• Sonuç bulunamadı

2.3. Biyoaktif Bileşenlerin Membran Prosesler ile Geri Kazanılması

2.3.1. Ultrafiltrasyon Uygulamaları

Son yıllarda UF proseslerinin meyve sularında ve zeytin, narenciye, enginar ve şarap gibi endüstriyel atık sularında bulunan biyoaktif bileşiklerin ekstraksiyonunda, fraksiyonlara ayrılmasında ve saflaştırılmasında kullanılması geniş çapta araştırılmaktadır (Galanakis, 2015).

Laorko, Li, Tongchitpakdee, Chantachum & Youravong, (2010) tarafından gerçekleştirilen bir çalışmada, ananas suyunun berraklaştırılması sırasında membranın gözenek büyüklüğünün ve MWCO değerinin toplam polifenollerin geri kazanılması üzerindeki etkisi incelenmiştir. Bu amaçla, PS yapıda hollow fiber konfigürasyonunda MF (0,1-0,2 µm) ile UF (30-100 kDa) membranları kullanılmıştır. Membran filtrasyonun berrak ananas suyunun pH, indirgen şeker içeriği ve toplam asitliği üzerine önemli bir etkisi olmazken, askıda katılar ve mikroorganizmalar tamamen uzaklaştırılmıştır. Kullanılan membranlar arasında 0,2 µm gözenek büyüklüğündeki membran en yüksek

permeat akısı ve antioksidan aktivite gösteren bileşikler üzerinde en yüksek oranda geri kazanım göstermiştir.
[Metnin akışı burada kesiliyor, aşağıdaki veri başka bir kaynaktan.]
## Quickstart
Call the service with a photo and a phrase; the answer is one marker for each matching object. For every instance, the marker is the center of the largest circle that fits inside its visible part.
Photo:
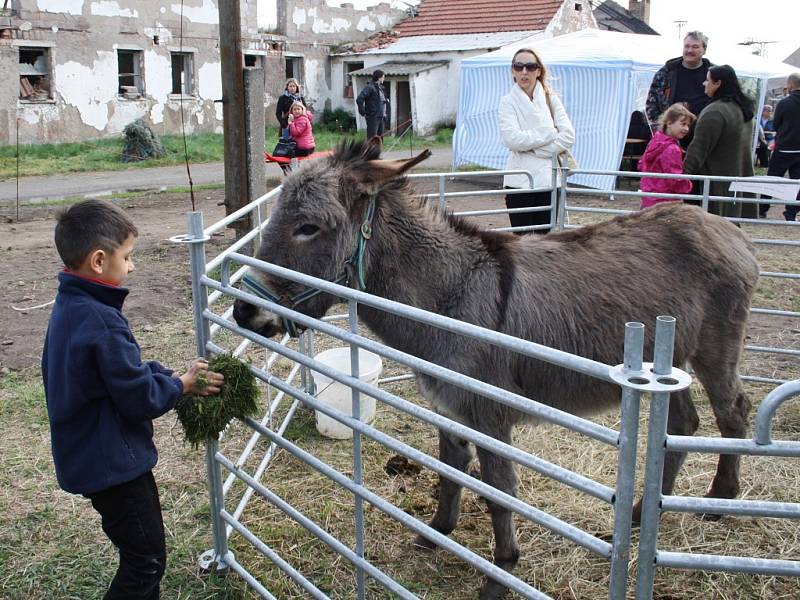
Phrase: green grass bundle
(204, 417)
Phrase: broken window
(129, 67)
(294, 67)
(34, 74)
(349, 67)
(182, 73)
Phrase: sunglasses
(529, 66)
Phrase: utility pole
(233, 108)
(681, 25)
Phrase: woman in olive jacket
(722, 140)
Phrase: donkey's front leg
(499, 473)
(457, 453)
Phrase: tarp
(601, 77)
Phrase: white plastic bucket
(337, 395)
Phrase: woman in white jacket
(535, 127)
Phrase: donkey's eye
(306, 230)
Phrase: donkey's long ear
(379, 171)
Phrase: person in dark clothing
(372, 103)
(722, 141)
(681, 80)
(291, 94)
(101, 398)
(766, 133)
(786, 152)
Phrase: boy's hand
(200, 381)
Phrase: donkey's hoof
(492, 590)
(424, 543)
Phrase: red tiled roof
(446, 17)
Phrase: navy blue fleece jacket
(101, 398)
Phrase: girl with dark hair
(723, 140)
(290, 95)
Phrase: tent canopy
(601, 77)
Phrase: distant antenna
(761, 45)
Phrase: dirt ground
(159, 286)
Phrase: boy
(101, 398)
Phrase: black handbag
(285, 148)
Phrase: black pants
(374, 126)
(762, 154)
(528, 219)
(131, 518)
(779, 163)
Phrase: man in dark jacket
(372, 105)
(681, 80)
(786, 154)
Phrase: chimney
(640, 9)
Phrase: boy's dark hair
(90, 225)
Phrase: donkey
(569, 290)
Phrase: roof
(398, 68)
(444, 17)
(613, 17)
(449, 43)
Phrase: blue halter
(356, 260)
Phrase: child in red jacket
(300, 129)
(664, 155)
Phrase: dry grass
(548, 562)
(78, 560)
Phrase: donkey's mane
(349, 151)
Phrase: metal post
(706, 193)
(554, 192)
(357, 467)
(654, 465)
(626, 465)
(233, 110)
(199, 304)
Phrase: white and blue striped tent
(601, 77)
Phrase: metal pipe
(626, 465)
(199, 305)
(654, 463)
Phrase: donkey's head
(320, 226)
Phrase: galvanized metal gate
(635, 378)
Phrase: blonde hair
(542, 78)
(676, 112)
(295, 82)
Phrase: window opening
(129, 68)
(34, 74)
(182, 73)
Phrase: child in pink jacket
(665, 155)
(300, 129)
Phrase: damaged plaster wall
(325, 28)
(574, 15)
(82, 39)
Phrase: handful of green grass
(204, 417)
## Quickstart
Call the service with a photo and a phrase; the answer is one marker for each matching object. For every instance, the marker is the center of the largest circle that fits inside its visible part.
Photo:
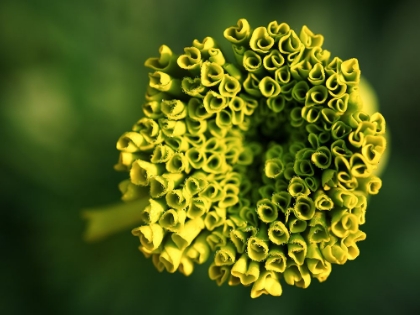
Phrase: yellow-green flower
(265, 164)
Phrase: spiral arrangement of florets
(264, 165)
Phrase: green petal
(105, 221)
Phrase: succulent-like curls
(266, 165)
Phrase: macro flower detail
(264, 165)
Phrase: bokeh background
(72, 80)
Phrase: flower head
(264, 165)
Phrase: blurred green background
(72, 80)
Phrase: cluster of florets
(264, 165)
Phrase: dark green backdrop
(72, 80)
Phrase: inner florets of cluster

Kalbasi ve Cisneros-Zevallos (2007) tarafından yapılan çalışmada 10-1000 kDa MWCO değerine sahip polivinildiflorid (PVDF) yapıda düz tabaka membranlar kullanılarak, Concord üzüm suyunda (Vitis labrusca L.) bulunan monomerik ve polimerik antosiyaninlerin fraksiyonlara ayrılması test edilmiştir. Elde edilen sonuçlara göre, 100 kDa membran kullanılması durumunda polimerik antosiyaninler retentatta konsantre edilirken, monomerik antosiyaninler permeatta geri kazanılmıştır. Ayrıca, polifenoller ve toplam antioksidan aktivite arasında korelasyon gözlenmiştir. Ultrafiltrasyonun, monomerik ve polimerik antosiyaninleri fraksiyonlara ayırmada kullanılabileceği sonucuna varmışlardır.

Nar suyundaki biyoaktif bileşiklerin saflaştırılması için yapılan bir çalışmada farklı MWCO (1000-4000 Da) ve farklı polimerik yapılara sahip düz tabaka UF membranlar kullanılmıştır. Bu membranlar arasında 2000 Da MWCO değerine sahip ince film kompozit membran daha yüksek permeat akısı, daha düşük kirlenme indeksi ve en yüksek seçiciliği gösteren membran olmuştur. Toplam antosiyanin ve toplam fenolik alıkonulması sırasıyla %90,7 ve %84,8 olarak belirlenmiştir (Conidi, Cassano, Caiazzo & Drioli, 2017).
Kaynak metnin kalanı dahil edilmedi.